1. In a retrospective analysis, it was found that in patients with CLL, the risk of all cancers was 3-fold, the risk of skin cancer was 8-fold, and the risk of all cancers, excluding skin cancer, was 2-fold higher than that for an age- and sex-matched control population. (Manusow D, Weinerman BH (1975) Subsequent Neoplasia in Chronic Lymphocytic Leukemia. JAMA 232:267-269) A study of 4,869 patients with CLL from a series in the Surveillance, Epidemiology, and End Results (SEER) Program of the National Cancer Institute (NCI), patients with CLL were at increased risk of developing the following secondary cancers: malignant melanoma, soft-tissue sarcomas, and lung cancer.
i. Drug-induced – alkylating agents and nucleoside analogues
ii. Richter’s transformation
iii. Genetic predisposition
iv. Immunological defects
3. The patient has been diagnosed as CLL Stage IV and CA Breast T4BN1M0. The carcinoma breast in this patient has to be treated initially.
4. The advanced nature of the (untreated) CLL, combined with renal dysfunction, makes tolerance to an anthracycline and methotrexate regimen doubtful.
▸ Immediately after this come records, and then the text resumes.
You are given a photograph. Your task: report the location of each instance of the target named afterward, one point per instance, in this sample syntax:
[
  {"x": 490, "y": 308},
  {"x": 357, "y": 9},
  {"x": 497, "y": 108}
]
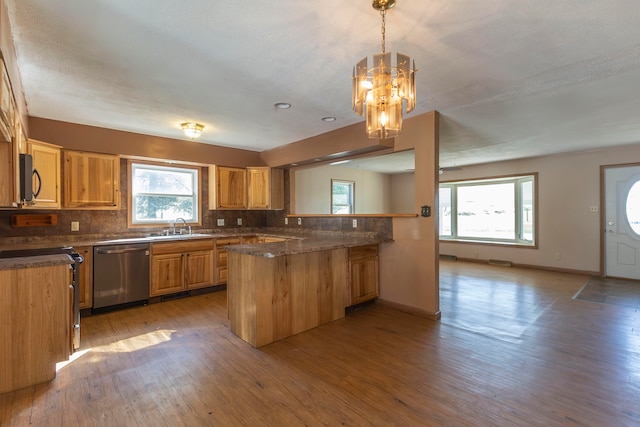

Hence, this patient could be considered for neoadjuvant radiotherapy to the breast. As the patient is receiving neoadjuvant radiotherapy, patient could be started on treatment for CLL. Once the counts normalise, chemotherapy for breast cancer could be given. (Claude Jacquillat, MD, Marise Weil, MD. Results of neoadjuvant chemotherapy and radiation therapy in the breast–conserving treatment of 250 patients with all stages of infiltrative breast cancer. Cancer Volume 66, Issue 1, pages 119-129, July 1, 1990)
5. Patient can be considered for fludarabine or bendamustine based therapy. Protocols include fludarabine + cyclophosphamide + rituximab (FCR), bendamustine + rituximab (BR). Management of tumor lysis.